Hemasphere. 2025 Jan 15;9(1):e70060. doi: 10.1002/hem3.70060. eCollection 2025 Jan.

Abstract

This study aimed to evaluate the impact of the myelodysplasia-related gene (MRG) as well as additional gene mutations on outcomes in intensively treated patients with NPM1-mutated (NPM1 mut) AML. Targeted DNA sequencing of 263 genes was performed in 568 NPM1 mut AML patients (median age: 59 years) entered into the prospective AMLSG 09-09 treatment trial. Most commonly co-mutated genes were DNMT3A (49.8%), FLT3-TKD (25.9%), PTPN11 (24.8%), NRAS (22.7%), TET2 (21.7%), IDH2 (21.3%), IDH1 (18%), and FLT3-ITD (17.3%).

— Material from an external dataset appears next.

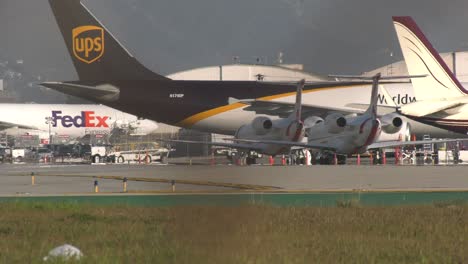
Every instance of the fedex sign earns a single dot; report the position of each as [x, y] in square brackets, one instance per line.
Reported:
[86, 119]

MRG mutations were identified in 18.1% of cases (18-60 years: 9.8%; >60 years: 28.7%). When focusing on the 470 patients with 2022 ELN favorable-risk NPM1 mut AML, multivariable analysis for event-free survival (EFS) identified age (p < 0.001), DNMT3A R882 (p < 0.001), IDH1 (p = 0.007), and MRG mutations (p = 0.03) as unfavorable factors, cohesin gene co-mutations (p = 0.001) and treatment with gemtuzumab ozogamicin (p = 0.007) as favorable factors. Restricting the analysis to a subset of CR/CRi patients with available data on NPM1 mut measurable residual disease (MRD) status in blood post cycle 2 in the model, MRG mutations lost their significant effect, whereas DNMT3A R882, MYC, and cohesin gene mutations retained the adverse and favorable effects. For OS, age (p < 0.001), DNMT3A R882 (p = 0.042), IDH1 (p = 0.045), and KRAS (0.003) mutations were unfavorable factors, sole favorable factor was IDH2 co-mutation (p = 0.037). In 2022 ELN favorable-risk NPM1 mut AML, MRG mutations are associated with inferior EFS; however, this effect is no longer present when considering NPM1 mut MRD status post cycle 2; DNMT3A R882 and MYC mutations remained adverse, and cohesin gene mutations favorable prognostic factors independent of the NPM1 mut MRD status.